Will anyone be able to carry that fire? In the age of Donald Trump, I guess we’ll see.
Quick Links
Doomsdays: Post-apocalyptic and dystopian futures seem to be having a moment, but then that’s always seemed kind of true. If The Road is too bleak for your taste, here’s Doomsdays to lighten up the mood. Its protagonists, a nihilistic fake-scholar in a professor’s outfit and a peak oil-obsessed sociopath, aren’t waiting for the end of days to start prepping.

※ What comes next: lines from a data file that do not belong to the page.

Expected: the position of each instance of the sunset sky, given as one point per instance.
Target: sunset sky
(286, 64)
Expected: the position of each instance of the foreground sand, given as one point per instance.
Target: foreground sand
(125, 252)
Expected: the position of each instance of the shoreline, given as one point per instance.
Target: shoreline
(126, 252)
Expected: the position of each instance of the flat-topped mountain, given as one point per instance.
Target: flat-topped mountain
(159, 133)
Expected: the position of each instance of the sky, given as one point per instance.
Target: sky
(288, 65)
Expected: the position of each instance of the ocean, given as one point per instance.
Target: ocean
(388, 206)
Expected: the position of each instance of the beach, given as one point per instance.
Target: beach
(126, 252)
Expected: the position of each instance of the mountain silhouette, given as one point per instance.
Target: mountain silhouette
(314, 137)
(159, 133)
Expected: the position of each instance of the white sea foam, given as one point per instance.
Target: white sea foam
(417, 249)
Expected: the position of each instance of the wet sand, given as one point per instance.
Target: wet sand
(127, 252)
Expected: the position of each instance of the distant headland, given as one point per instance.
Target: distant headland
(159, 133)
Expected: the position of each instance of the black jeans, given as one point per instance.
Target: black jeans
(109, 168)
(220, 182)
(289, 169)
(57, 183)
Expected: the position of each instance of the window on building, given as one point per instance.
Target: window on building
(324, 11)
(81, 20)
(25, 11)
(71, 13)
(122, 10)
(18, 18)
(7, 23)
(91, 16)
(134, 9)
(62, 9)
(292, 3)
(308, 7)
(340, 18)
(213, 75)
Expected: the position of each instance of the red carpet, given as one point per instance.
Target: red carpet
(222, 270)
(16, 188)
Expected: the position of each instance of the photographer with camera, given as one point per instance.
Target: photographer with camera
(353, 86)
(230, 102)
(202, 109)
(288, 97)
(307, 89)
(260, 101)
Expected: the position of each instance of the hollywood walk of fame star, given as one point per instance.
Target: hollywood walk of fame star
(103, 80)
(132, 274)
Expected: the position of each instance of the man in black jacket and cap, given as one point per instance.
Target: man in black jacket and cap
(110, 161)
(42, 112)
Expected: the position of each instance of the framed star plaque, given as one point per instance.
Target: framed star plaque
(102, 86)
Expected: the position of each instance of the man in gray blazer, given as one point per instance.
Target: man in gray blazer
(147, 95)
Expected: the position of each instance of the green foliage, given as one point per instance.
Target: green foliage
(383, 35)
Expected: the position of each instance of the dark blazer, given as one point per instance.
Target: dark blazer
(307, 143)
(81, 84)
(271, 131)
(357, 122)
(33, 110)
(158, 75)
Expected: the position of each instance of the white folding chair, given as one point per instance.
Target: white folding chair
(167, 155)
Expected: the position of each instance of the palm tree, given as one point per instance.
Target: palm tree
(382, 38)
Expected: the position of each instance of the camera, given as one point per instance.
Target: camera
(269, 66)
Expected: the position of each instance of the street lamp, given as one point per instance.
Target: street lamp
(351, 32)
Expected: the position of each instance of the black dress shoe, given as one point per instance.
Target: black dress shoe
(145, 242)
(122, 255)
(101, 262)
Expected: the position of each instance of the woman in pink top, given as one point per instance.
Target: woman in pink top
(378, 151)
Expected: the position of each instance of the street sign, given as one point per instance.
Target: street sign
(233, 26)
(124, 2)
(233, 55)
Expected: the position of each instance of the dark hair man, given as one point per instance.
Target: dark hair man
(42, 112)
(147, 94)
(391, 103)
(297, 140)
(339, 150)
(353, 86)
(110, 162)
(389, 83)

Traveling around the Catskills, they plunder vacation homes and stay until there’s nothing left or the owners show up.
Along the way, they pick up a naive little goober who admires their hobo-chic slumming and a woman who they each promptly fall for in turn, as the very world they sneer at starts to infiltrate their anarchic circle in exceedingly bourgeois ways. Justin Rice and Leo Fitzpatrick have a nice chemistry, and writer/director Eddie Mullins strikes a nice balance between the pessimistic and twee-comic, as he send his characters on a journey to nowhere in particular. The film kind of putters out towards the end, as though they ran out of things to say, but there are enough quality character interactions and well-constructed imagery to make Doomsdays worth recommending.

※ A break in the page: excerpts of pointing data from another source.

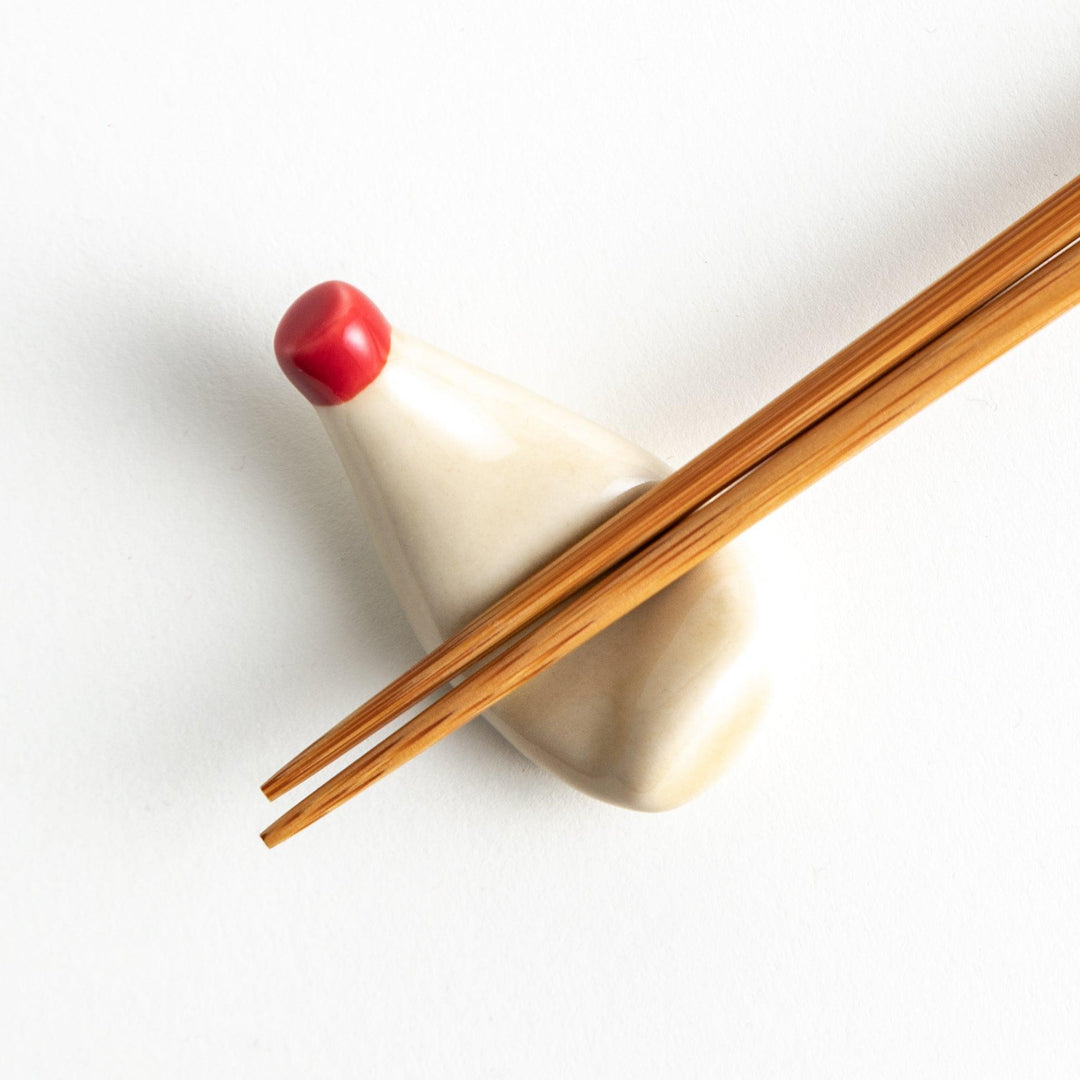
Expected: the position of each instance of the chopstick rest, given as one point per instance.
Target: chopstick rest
(468, 484)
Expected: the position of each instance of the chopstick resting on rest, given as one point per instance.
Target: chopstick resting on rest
(962, 350)
(1014, 253)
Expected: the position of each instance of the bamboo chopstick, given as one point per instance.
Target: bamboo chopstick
(1018, 250)
(961, 351)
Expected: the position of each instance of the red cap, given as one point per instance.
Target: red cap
(332, 342)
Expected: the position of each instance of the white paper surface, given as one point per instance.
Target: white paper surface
(660, 216)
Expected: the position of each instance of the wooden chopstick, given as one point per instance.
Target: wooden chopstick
(940, 366)
(1018, 250)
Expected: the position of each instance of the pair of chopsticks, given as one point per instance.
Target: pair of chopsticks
(1003, 293)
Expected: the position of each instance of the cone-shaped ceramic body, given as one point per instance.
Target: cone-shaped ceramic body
(469, 484)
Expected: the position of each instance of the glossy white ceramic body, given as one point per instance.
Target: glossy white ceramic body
(469, 483)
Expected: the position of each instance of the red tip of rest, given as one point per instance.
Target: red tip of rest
(332, 342)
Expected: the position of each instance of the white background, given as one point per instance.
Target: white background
(657, 215)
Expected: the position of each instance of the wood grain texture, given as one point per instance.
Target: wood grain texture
(1024, 245)
(890, 400)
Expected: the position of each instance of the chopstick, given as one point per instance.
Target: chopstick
(1051, 226)
(969, 346)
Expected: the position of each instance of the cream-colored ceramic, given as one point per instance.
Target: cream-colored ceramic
(470, 483)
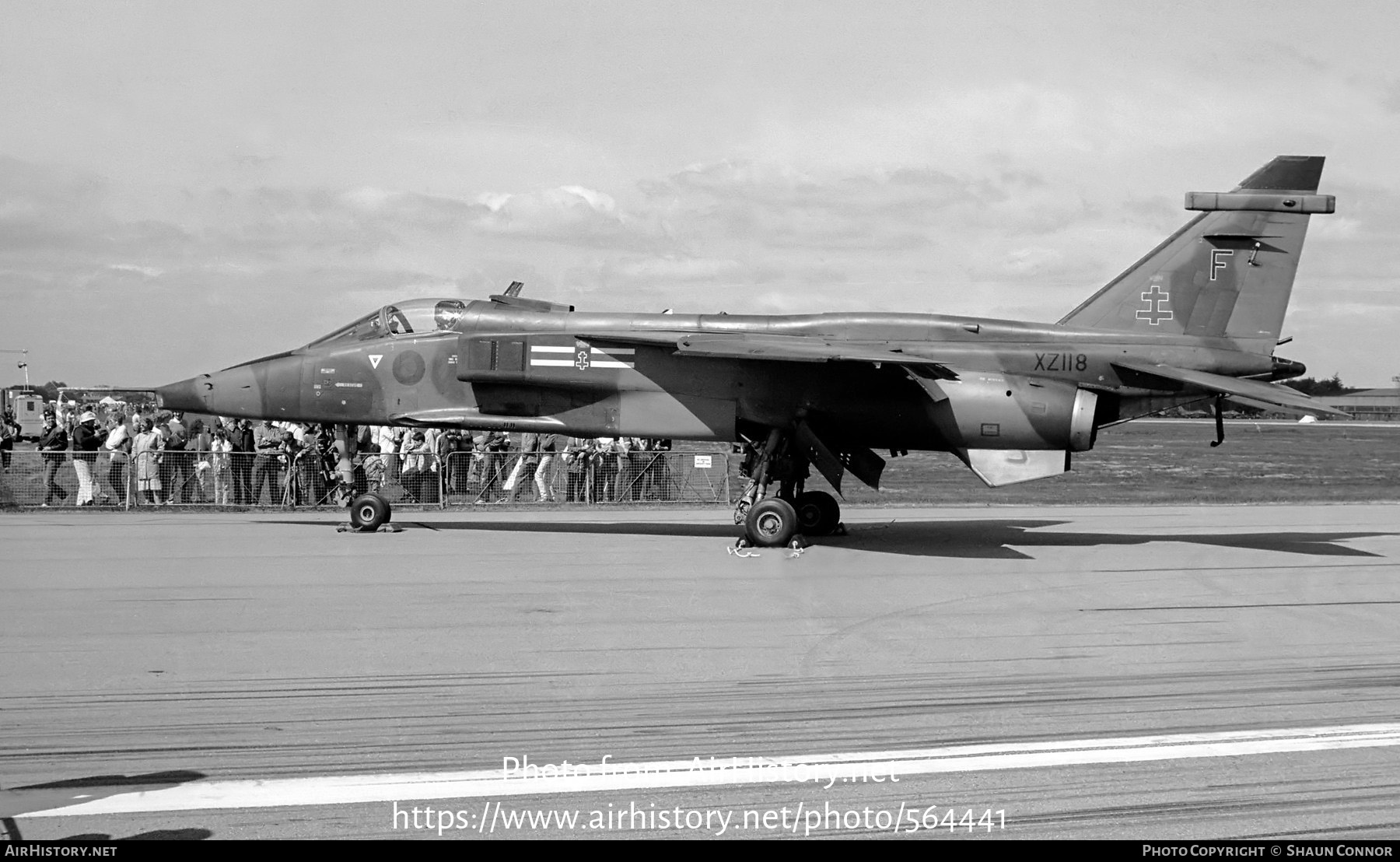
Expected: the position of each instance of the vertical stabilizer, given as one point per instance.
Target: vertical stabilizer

To Catch A Thief: By almost any measure, To Catch A Thief is not top-tier Hitchcock. The “suspense” at its center is almost non-existent, and it boasts a remarkable lack of theivery for something that purports to be a heist movie. But, man, is it beautiful to look at. Cary Grant is impossibly debonair, Grace Kelly is delightful and lovely as ever in her almost-final film before going off and becoming an actual princess, and Edith Head’s costumes are things to marvel at. Hitchcock’s deployment of VistaVision makes the French Riviera look like a kind of heaven you want to live in forever, and there’s plenty of witty banter to keep you entertained. It’s no Vertigo or Rear Window, but what is? (Aside from Vertigo and Rear Window.) I can imagine a worse way of losing two hours than luxuriating in all this splendor.

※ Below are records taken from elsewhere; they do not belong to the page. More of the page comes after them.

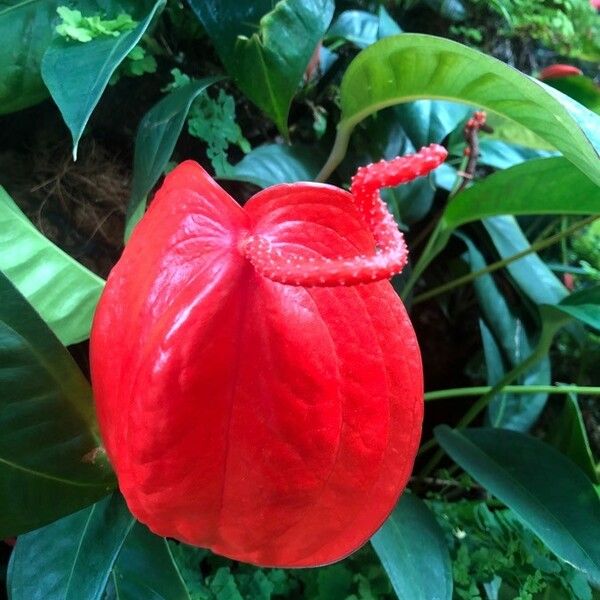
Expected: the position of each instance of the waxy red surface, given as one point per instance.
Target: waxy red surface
(258, 383)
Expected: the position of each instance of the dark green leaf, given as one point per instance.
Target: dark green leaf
(61, 290)
(506, 344)
(77, 74)
(71, 559)
(412, 66)
(266, 52)
(530, 273)
(570, 437)
(26, 30)
(277, 163)
(583, 89)
(583, 305)
(50, 464)
(155, 141)
(363, 28)
(546, 491)
(146, 569)
(536, 187)
(413, 551)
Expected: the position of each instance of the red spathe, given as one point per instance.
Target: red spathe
(275, 424)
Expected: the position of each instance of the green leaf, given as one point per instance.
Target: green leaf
(545, 490)
(362, 28)
(412, 66)
(506, 343)
(77, 74)
(146, 569)
(277, 163)
(25, 30)
(543, 186)
(583, 89)
(583, 305)
(155, 141)
(413, 551)
(570, 437)
(49, 459)
(530, 273)
(72, 558)
(265, 52)
(61, 290)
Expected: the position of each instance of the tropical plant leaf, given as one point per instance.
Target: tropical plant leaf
(77, 74)
(570, 437)
(155, 141)
(412, 66)
(545, 490)
(264, 47)
(414, 553)
(507, 342)
(50, 463)
(72, 558)
(146, 569)
(277, 163)
(60, 289)
(530, 273)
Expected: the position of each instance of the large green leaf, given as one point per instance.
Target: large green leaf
(362, 28)
(414, 553)
(570, 437)
(155, 141)
(266, 46)
(546, 186)
(71, 559)
(546, 491)
(506, 343)
(412, 66)
(61, 290)
(530, 273)
(146, 569)
(26, 30)
(50, 465)
(77, 74)
(277, 163)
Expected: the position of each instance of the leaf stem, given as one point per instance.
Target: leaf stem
(537, 246)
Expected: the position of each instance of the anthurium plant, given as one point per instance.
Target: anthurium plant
(299, 299)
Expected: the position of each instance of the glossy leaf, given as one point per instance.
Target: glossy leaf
(583, 89)
(77, 74)
(414, 553)
(537, 187)
(277, 163)
(266, 47)
(60, 289)
(72, 558)
(545, 490)
(530, 273)
(506, 344)
(583, 305)
(363, 28)
(49, 460)
(544, 186)
(155, 141)
(26, 30)
(145, 569)
(412, 66)
(570, 437)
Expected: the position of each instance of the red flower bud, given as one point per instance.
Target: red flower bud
(252, 398)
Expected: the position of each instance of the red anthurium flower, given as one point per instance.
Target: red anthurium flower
(258, 382)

Best of Enemies: Gore Vidal and William F. Buckley did not care for each other. At all. This documentary tracks a pivotal showdown between the two during the 1968 Republican National Convention, the first time a TV network aired such a gloves-off, live debate. There was no love lost, and it shows. The doc grinds to an uncomfortable halt when it tries to provide coverage of the fallout from their legendary encounter, but the actual archival footage is absolutely riveting. We live in the world this interaction helped create, where people are far more concerned with takedowns than coherent points. But, in its infancy, we get to see two extraordinarily large personae who genuinely, profoundly disliked each other going to war with relish, each of them armed with a kind of fluency and candor that’s completely gone from our TV screens these days. It’s a spectacle, in the best sense.
Girlhood: Have I recommended Girlhood recently? Oh, I have? Too bad, I’m doing it again.
Céline Sciamma’s third feature (after 2011’s Tomboy and 2007’s Water Lilies, both essential) is a masterpiece, and if you haven’t seen it yet, now’s the time. Anchored by an incredibly assured performance by Karidja Touré, Girlhood explores race, class, and gender in consistently thrilling but never pedagogical ways. It’s a film about non-male relationships that never once hedges its bets by empty appeals to universality or narrative conventions that might put audiences at ease; in other words, it’s relentlessly honest. Schiamma needs to make more movies, because no one is doing a better job right now of charting confusion, conflict, love, and release, and doing so with an eye towards beauty in the margins.